What it means for you#

  • U.S. persons (citizens and lawful permanent residents):

    • The bill bars deliberately targeting your communications under section 702. To target your communications, the government would need a probable-cause warrant or to rely on other non-702 authorities.
    • If your communications acquired under 702 were collected in violation of the new warrant rule, they could not be used as evidence against you in criminal prosecutions.
  • People who are not U.S. persons and are located abroad:

    • Section 702 authorities that allow targeting non-U.S. persons abroad would continue through April 20, 2029, as long as the program follows the new procedures and audits required by the bill.
  • FBI, intelligence agencies, and federal employees who handle 702 data:

    • The FBI would have stricter limits on putting raw 702 data into analytic systems unless tied to an open, predicated national security investigation (and probable cause for investigations targeting U.S. persons).
    • FBI analysts must get approval from an attorney before running a U.S.-person query term.
    • Federal officers or employees face new criminal penalties if they improperly disclose, retain, query, or misstate compliance regarding 702-derived information.
  • Members of Congress and their staff:

    • The Attorney General must issue procedures to ensure certain Members and staff can access FISA court or FISA court of review proceedings, replacing procedures issued earlier.
  • People involved in criminal cases:

    • Information about a U.S. person obtained in violation of the new warrant rule cannot be used as evidence against that person in a criminal prosecution.
  • Oversight bodies and auditors:

    • The Government Accountability Office must audit targeting procedures, technical mechanisms, and implementation for section 702 and report its findings to relevant congressional committees within one year.

Expenses#

No publicly available information.

  • The bill directs a GAO audit and requires the Attorney General to write and issue new procedures.
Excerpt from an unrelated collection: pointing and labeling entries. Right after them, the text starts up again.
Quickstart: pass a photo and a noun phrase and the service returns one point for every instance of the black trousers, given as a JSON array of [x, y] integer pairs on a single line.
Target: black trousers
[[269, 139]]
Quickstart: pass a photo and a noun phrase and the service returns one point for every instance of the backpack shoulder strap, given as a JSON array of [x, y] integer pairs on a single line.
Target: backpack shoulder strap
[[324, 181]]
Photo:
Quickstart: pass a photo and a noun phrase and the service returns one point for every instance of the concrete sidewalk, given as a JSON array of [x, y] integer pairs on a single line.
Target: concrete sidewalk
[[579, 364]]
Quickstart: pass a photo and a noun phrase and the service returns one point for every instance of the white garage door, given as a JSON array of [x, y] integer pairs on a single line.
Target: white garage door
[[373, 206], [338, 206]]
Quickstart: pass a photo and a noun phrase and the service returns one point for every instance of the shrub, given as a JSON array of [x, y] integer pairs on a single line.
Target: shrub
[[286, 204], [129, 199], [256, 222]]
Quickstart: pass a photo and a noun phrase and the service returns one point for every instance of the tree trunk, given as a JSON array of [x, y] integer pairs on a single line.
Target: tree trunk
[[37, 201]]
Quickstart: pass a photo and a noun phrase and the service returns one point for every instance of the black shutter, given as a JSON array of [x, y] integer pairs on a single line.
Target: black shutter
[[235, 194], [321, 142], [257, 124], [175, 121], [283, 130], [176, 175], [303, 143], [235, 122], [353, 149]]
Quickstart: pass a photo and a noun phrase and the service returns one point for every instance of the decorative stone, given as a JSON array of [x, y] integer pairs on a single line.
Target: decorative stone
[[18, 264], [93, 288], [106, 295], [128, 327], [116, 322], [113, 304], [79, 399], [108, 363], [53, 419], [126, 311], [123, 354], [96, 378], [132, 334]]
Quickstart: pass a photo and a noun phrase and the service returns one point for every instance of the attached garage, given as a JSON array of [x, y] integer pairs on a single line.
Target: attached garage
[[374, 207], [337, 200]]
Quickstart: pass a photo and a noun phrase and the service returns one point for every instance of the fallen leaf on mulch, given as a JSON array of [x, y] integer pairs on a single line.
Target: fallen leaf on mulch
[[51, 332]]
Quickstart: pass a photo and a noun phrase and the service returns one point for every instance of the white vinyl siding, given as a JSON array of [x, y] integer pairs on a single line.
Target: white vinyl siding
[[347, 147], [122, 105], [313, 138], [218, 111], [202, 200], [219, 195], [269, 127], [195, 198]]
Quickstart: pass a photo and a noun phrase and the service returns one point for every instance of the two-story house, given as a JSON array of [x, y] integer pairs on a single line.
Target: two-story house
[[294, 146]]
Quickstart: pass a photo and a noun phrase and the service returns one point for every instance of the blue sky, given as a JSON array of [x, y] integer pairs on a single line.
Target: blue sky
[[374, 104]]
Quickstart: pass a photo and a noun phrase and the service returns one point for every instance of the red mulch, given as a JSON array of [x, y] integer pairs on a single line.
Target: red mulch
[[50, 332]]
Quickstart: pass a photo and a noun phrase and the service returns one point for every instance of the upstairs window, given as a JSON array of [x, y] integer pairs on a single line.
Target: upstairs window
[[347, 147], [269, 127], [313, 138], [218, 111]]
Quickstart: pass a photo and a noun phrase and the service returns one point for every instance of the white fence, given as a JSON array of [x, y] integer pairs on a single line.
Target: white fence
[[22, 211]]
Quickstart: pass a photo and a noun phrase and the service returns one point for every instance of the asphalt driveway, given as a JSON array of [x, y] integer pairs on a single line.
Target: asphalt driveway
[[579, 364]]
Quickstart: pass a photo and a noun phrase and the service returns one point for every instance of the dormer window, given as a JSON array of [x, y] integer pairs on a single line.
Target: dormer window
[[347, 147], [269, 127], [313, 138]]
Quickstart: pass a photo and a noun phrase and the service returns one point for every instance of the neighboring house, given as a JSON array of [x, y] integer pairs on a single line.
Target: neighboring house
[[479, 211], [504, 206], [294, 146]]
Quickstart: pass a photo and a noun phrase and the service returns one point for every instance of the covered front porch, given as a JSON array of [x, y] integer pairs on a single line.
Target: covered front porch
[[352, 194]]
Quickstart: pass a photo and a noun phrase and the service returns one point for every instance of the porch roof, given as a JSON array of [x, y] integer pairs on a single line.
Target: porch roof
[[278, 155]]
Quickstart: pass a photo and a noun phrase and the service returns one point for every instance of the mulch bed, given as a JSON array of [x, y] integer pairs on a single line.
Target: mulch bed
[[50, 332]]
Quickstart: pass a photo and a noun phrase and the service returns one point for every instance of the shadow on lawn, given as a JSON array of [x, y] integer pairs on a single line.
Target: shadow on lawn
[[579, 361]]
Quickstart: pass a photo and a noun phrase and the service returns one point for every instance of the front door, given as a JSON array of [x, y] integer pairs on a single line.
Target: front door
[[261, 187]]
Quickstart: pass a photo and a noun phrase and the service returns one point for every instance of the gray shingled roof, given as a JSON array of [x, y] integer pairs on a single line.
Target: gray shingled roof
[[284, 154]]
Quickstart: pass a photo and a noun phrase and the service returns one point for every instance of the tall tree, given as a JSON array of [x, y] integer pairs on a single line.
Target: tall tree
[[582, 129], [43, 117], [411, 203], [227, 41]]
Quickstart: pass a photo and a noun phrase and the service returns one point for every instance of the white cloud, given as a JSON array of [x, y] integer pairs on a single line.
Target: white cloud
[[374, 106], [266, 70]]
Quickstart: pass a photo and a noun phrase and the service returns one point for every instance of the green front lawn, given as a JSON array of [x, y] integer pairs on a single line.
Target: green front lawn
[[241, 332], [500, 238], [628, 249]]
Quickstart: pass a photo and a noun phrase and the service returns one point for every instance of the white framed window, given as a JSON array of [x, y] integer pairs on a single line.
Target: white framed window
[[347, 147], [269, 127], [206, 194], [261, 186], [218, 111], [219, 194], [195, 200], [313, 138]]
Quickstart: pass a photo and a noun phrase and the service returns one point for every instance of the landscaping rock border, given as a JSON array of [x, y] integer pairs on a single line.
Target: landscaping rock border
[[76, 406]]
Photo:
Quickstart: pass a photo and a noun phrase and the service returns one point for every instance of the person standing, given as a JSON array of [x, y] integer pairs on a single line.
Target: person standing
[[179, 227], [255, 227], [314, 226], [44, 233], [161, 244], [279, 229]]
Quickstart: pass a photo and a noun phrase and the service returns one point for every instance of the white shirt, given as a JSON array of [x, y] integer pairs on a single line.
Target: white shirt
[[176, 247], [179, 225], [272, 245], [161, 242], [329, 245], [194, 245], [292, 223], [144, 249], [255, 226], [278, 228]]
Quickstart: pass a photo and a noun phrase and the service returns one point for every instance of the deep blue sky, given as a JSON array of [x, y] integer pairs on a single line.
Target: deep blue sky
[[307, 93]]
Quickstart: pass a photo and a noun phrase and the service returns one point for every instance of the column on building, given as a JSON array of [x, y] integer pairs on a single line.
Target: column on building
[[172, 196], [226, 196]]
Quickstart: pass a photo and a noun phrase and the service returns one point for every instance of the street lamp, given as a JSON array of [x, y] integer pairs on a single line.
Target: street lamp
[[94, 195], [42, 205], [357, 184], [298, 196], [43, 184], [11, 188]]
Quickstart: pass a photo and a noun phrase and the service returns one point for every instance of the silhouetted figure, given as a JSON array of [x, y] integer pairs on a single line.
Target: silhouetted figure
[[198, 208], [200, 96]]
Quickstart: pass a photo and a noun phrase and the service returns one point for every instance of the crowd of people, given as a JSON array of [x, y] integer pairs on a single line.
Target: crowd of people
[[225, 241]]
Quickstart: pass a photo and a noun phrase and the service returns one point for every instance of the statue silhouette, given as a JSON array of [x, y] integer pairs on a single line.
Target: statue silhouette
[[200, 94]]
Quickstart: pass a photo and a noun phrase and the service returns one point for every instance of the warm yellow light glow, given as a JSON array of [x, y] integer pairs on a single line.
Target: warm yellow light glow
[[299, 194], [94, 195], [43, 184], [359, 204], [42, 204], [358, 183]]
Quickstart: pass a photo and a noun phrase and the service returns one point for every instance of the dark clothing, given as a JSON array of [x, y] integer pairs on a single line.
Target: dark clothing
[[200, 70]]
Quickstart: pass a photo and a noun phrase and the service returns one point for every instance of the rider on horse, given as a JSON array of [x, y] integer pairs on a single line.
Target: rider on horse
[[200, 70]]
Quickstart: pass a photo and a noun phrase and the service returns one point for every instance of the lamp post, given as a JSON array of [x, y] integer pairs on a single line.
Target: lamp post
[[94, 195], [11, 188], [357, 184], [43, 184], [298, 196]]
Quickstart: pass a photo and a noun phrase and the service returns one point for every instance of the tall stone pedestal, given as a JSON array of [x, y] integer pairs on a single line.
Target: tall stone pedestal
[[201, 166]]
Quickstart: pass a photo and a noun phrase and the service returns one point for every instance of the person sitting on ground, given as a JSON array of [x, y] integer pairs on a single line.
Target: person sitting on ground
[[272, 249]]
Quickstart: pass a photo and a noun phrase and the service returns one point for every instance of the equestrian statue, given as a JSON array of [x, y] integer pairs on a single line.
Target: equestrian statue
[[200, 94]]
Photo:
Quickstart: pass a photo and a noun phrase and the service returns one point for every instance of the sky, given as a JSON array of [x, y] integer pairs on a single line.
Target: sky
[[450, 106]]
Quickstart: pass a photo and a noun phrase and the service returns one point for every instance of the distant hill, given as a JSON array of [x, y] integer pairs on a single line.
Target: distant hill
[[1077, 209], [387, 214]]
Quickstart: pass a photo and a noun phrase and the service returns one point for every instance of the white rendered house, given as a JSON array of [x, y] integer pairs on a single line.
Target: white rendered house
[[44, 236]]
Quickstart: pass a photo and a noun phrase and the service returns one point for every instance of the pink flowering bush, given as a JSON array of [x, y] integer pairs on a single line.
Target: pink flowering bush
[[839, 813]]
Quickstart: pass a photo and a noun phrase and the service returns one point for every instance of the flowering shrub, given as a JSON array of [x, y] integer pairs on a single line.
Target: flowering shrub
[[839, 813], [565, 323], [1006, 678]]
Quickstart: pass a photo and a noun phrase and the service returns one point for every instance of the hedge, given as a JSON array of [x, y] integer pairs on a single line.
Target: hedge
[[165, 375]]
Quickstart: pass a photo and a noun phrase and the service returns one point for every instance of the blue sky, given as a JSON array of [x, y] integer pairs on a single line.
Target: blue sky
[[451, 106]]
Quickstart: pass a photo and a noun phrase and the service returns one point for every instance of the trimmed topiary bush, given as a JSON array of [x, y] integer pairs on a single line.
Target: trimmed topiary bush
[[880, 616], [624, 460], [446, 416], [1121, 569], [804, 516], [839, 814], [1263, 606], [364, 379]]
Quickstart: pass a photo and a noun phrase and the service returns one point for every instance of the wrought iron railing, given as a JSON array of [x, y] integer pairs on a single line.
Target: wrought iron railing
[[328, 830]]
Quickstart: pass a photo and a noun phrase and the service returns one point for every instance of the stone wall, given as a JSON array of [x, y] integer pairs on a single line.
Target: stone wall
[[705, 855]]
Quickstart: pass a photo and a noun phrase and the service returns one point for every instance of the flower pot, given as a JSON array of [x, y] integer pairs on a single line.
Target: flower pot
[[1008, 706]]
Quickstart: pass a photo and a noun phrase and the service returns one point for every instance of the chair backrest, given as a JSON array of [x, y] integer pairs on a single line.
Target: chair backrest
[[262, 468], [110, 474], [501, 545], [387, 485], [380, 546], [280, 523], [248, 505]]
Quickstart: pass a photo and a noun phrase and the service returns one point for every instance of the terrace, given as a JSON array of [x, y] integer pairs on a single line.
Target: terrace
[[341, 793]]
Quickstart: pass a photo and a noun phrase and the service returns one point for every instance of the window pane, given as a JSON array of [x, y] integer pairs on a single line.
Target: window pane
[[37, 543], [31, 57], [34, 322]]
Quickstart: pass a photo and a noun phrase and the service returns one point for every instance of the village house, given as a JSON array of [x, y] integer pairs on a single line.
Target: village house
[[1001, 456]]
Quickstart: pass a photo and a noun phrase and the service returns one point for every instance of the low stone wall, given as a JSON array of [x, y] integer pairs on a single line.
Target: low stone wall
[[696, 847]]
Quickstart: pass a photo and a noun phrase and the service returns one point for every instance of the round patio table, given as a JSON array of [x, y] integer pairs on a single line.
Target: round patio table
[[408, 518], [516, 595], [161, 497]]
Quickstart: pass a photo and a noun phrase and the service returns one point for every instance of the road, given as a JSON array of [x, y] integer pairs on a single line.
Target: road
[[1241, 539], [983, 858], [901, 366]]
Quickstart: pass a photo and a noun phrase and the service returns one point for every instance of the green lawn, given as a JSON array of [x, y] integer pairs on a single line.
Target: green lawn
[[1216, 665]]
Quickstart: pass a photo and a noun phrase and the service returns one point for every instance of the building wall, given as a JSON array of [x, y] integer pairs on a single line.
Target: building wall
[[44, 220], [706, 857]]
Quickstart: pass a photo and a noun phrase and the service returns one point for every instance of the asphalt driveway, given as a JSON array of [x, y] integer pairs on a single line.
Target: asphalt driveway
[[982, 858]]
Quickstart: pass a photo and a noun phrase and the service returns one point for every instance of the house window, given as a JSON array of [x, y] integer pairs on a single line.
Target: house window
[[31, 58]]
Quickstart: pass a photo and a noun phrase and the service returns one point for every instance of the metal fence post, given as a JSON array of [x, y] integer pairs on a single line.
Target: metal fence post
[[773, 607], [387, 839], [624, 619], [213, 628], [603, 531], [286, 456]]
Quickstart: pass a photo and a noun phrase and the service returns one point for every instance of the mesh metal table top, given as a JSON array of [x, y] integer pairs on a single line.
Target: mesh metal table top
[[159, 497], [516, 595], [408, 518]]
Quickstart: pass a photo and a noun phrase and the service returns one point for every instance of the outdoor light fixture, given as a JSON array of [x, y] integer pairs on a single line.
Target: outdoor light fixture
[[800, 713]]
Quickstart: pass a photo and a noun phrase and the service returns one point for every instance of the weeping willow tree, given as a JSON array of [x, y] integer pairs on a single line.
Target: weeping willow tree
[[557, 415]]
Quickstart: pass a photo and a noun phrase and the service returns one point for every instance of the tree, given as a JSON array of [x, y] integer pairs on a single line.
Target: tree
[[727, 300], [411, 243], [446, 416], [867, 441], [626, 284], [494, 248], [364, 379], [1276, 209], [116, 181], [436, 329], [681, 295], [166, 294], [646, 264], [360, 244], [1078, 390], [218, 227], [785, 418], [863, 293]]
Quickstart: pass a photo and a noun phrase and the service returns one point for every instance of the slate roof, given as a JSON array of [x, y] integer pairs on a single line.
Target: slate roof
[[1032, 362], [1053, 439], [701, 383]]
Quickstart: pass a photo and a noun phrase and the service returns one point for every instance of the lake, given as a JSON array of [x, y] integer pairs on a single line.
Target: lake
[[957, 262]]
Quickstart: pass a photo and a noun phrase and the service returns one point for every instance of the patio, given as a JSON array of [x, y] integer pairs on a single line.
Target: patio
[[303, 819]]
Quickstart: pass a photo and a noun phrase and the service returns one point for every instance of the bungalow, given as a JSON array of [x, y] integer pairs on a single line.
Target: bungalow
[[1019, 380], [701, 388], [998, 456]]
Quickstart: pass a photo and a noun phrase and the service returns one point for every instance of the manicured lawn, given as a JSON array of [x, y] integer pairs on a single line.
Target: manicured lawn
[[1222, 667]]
The bill text does not include cost estimates for those actions or for enforcing the new criminal penalties.
  • There may be administrative costs for agencies to change procedures, add attorney approvals, implement new systems for limiting ingestion, and for DOJ to prosecute new offenses, but no dollar amounts are provided.

Proponents' View#

  • The bill appears intended to keep section 702 authorities in place while adding legal protections for U.S. persons and stronger oversight.
  • A possible argument is that requiring probable-cause warrants to target U.S. persons undercuts bulk or incidental collection of U.S. persons’ communications and better protects constitutional privacy rights.
  • Requiring attorney approval for U.S.-person queries and adding criminal penalties could be seen as strengthening legal checks and deterring improper access or disclosures.
  • The GAO audit and increased congressional access to court proceedings could be viewed as improving transparency and independent oversight of targeting practices.

Opponents' View#

  • One concern is that extending section 702 authorities until 2029 delays any longer-term reform or permanent statutory changes that some observers want.
  • The warrant requirement and additional procedural limits could be seen as hampering timely intelligence collection in cases that agencies view as urgent or ambiguous, though the bill allows seeking warrants under other legal authorities.
  • It is unclear how the new probable-cause requirement will be implemented in practice: the bill directs the Attorney General and DNI to set procedures, but the bill does not describe those procedures or how they will work in emergencies.
  • The bill creates new criminal penalties and bars certain uses of information; one possible trade-off is that these laws could complicate internal reviews and day-to-day handling of information if procedures and training are not clear.
  • Costs and operational impacts are not estimated in the bill text, so budgetary effects on agencies and courts are uncertain.